The TVOP posts regular updates on its social media pages of how the birds are progressing.

It said that co-operation between the group of three ospreys at the nest seemed to be "working well".

Another video clip of "family life" showed the birds working together to incubate the eggs in the nest.

The group said it had also witnessed a "touching moment" between the two female birds.

"Mrs O was sitting on the eggs when F2 flew onto the nest beside her," it said.

"Mrs O was quite vocal and hungry and F2 appeared to lean down to her to offer her food from her beak.

"She did this a couple of times until Mrs O gently moved forward and took the tiny morsel of fish from under her right foot and she ate it at the nest and then flew off."

FLS Three ospreys in a mossy nest made of twigs and branches sit comfortably together with two of them standing while one sits to incubate the eggs underneath itFLS
The osprey project posts regular updates on events in the nest on its social media pages

FLS said the background and identity of the new arrivals were unclear.

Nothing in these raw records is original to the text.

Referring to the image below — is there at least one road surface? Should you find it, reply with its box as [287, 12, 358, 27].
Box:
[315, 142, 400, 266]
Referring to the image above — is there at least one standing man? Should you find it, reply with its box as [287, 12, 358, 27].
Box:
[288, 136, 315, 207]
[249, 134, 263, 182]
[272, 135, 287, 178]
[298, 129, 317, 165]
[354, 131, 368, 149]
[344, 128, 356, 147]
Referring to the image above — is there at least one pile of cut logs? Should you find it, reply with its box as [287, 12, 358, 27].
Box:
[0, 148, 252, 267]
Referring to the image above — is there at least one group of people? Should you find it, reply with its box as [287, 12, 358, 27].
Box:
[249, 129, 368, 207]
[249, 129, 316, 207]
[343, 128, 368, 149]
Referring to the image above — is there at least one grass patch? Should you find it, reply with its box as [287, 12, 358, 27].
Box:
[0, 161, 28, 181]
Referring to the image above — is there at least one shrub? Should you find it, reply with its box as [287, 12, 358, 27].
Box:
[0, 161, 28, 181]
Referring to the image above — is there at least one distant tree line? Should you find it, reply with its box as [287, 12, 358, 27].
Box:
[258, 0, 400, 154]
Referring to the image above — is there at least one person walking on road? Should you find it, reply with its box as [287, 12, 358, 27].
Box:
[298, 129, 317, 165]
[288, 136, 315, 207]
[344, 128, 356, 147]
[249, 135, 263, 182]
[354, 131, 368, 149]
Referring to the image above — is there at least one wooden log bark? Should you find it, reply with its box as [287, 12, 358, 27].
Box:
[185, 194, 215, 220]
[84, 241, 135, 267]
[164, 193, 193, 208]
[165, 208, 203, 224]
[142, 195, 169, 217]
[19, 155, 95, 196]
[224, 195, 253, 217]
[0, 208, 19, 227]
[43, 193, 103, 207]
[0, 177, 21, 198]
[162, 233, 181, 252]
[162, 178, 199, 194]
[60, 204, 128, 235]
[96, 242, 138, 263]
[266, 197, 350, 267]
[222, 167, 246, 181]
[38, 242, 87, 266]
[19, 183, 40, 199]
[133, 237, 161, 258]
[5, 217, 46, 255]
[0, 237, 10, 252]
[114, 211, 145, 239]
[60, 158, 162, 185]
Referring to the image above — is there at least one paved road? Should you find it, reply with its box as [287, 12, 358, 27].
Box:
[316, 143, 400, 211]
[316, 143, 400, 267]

While they both have British Trust for Ornithology (BTO) rings they do not have the coloured, alphanumeric Darvic rings that allow researchers to identify individual birds.

Mrs O is also only fitted with a BTO ring but because she has been returning to the site for several years, she can be identified from her head markings.

Ospreys have been coming to the Tweed Valley to breed since the 1990s and the project - funded and manage by FLS and backed by volunteers - aims to protect and provide safe places for them to settle and nest.

FLS said the eggs were expected to hatch in the coming weeks which would only bring "further excitement and intrigue".